Of course it's an excellent edible green leafy vegetable.
In winter when there aren't a lot of fresh vegetables available where I live, I like to throw some into any soup or stew type of thing.
I happened on a fun use that became very popular with my colleagues here. I make a popcorn topping by powdering local nettles, my own dill, local dried chives, and salt in the blender. Sticks nicely to buttered popcorn and makes a vibrant dark green. Yum!
Works at a residential alternative high school in the Himalayas SECMOL.org . "Back home" is Cape Cod, E Coast USA.
Stinging Nettle is one of those really good biodynamic brews for soil improvement. A tea made in a big bucket over several days, stirring a few times a day, gets a tea (which can be diluted) to be poured into a compost pile or around plants to enhance the soil critters.
I would caution anyone who hasn't tried eating a wild green to try it in small amounts first. I have a book called Wildcrafting Cocktails, and was eager to try the wild fennel pesto....about 2 AM I got heartburn like I've never had before, even though I didn't use much and it was mixed in with parsley. Maybe I should have boiled it first, but I am not eager to try it again.
There are other types of herbs that can be used to make biodynamic brews, but sometimes honeybees go crazy for them and will be drawn to the liquid and drown, or force their way under the lid of the container they are brewing in and not be able to get out. This happened to me with thistle tea, they acted like it was heroin, wouldn't leave the open container where they could stand on the leaves. So those types of brews I make in a shed with a very tightly closed door.

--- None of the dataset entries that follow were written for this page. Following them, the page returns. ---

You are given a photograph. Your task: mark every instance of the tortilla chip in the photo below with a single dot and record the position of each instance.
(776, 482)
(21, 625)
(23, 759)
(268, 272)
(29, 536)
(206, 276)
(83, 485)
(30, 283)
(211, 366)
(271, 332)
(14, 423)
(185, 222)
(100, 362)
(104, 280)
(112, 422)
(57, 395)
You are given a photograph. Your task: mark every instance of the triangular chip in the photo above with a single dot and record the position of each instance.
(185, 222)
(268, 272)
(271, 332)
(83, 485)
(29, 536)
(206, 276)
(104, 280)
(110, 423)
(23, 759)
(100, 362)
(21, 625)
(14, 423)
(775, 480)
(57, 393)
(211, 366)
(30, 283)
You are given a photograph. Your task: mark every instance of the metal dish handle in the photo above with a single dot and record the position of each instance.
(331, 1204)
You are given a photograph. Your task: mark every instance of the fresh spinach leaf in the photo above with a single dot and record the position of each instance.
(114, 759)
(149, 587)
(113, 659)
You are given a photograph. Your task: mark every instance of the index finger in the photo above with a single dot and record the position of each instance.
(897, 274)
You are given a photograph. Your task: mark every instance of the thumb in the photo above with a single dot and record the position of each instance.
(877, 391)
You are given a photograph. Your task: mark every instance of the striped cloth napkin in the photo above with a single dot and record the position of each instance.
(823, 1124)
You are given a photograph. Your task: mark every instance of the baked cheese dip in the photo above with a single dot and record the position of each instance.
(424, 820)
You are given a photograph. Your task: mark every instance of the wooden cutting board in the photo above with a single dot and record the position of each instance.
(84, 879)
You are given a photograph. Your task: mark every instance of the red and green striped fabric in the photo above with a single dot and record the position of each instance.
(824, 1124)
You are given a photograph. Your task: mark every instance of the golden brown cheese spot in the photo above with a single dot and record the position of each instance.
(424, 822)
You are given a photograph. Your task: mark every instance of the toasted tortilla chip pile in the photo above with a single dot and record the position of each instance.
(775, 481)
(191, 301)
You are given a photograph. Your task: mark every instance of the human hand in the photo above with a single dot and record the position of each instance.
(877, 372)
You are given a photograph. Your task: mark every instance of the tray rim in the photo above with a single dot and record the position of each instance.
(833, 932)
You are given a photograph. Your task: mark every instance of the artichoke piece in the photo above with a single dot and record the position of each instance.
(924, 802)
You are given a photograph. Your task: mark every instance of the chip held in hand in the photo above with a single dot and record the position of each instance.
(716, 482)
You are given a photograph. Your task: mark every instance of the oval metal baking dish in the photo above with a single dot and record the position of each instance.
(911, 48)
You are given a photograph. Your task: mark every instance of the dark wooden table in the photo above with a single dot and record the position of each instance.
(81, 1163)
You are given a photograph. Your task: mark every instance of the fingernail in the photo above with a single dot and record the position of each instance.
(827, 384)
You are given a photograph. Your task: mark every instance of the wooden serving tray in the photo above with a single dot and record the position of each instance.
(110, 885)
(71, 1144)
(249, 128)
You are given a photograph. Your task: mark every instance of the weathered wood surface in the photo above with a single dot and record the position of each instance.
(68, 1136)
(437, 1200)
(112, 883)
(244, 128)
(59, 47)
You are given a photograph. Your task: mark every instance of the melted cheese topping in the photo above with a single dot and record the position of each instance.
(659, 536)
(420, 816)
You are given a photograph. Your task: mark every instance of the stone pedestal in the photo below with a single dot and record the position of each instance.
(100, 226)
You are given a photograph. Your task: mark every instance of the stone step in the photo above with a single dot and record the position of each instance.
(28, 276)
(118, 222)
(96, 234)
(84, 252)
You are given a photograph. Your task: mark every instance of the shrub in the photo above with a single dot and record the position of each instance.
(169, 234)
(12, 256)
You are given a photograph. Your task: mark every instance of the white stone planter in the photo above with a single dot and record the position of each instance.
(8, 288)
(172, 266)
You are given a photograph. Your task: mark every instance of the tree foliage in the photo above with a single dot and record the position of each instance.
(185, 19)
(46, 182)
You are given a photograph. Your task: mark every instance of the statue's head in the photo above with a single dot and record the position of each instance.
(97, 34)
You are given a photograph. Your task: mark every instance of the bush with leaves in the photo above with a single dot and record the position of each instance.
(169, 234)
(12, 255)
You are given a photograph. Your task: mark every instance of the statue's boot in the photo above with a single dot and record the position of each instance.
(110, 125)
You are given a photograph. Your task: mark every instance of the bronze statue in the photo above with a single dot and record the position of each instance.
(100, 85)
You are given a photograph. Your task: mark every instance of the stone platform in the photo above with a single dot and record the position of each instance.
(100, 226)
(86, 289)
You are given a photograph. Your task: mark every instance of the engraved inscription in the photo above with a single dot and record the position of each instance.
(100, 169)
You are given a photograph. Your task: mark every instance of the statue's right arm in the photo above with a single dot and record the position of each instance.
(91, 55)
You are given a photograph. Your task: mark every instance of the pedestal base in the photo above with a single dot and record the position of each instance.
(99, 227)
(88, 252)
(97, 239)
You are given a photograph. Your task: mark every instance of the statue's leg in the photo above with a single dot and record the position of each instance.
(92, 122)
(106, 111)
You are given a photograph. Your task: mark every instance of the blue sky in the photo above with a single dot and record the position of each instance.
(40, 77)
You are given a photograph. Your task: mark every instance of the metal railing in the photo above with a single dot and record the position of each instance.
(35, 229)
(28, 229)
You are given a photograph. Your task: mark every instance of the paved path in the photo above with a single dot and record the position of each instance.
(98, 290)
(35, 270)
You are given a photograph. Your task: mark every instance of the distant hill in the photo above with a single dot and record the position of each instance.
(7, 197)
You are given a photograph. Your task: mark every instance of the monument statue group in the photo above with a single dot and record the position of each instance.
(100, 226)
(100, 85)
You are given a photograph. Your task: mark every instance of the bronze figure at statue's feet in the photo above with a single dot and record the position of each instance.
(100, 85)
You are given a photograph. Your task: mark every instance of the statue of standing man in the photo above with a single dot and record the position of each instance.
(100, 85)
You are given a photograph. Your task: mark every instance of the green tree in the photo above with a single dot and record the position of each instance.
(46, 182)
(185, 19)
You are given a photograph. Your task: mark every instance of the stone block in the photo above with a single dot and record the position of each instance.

I eat nettles and drink them as an infusion. I always feel more energized and healthy when I eat and drink nettle. So nourishing and nutritious!
An herbalist friend told me about using it for arthritis, joint pain and some other inflammatory conditions of the musculoskeletal system. The method might sound crazy, but it has worked wonders for me. You find a live nettle and sting the affected area with it. I have an issue with my thumb that sometimes makes it totally unusable due to the pain (de quervain's tenosynovitis). I find that when I nettle my hand, it stops hurting for days, sometimes weeks and I am able to regain my range of motion and full use of the hand. Not a bad trade off for the few minutes of discomfort the nettle causes. I get bummed out in winter when I can't avail myself of this treatment.
I can't recall the reason it works right now. I believe it increases circulation to the area, among other things.
"Even after all this time, the sun never says to the earth, "You owe me." Look what happens with a love like that. It lights the whole sky."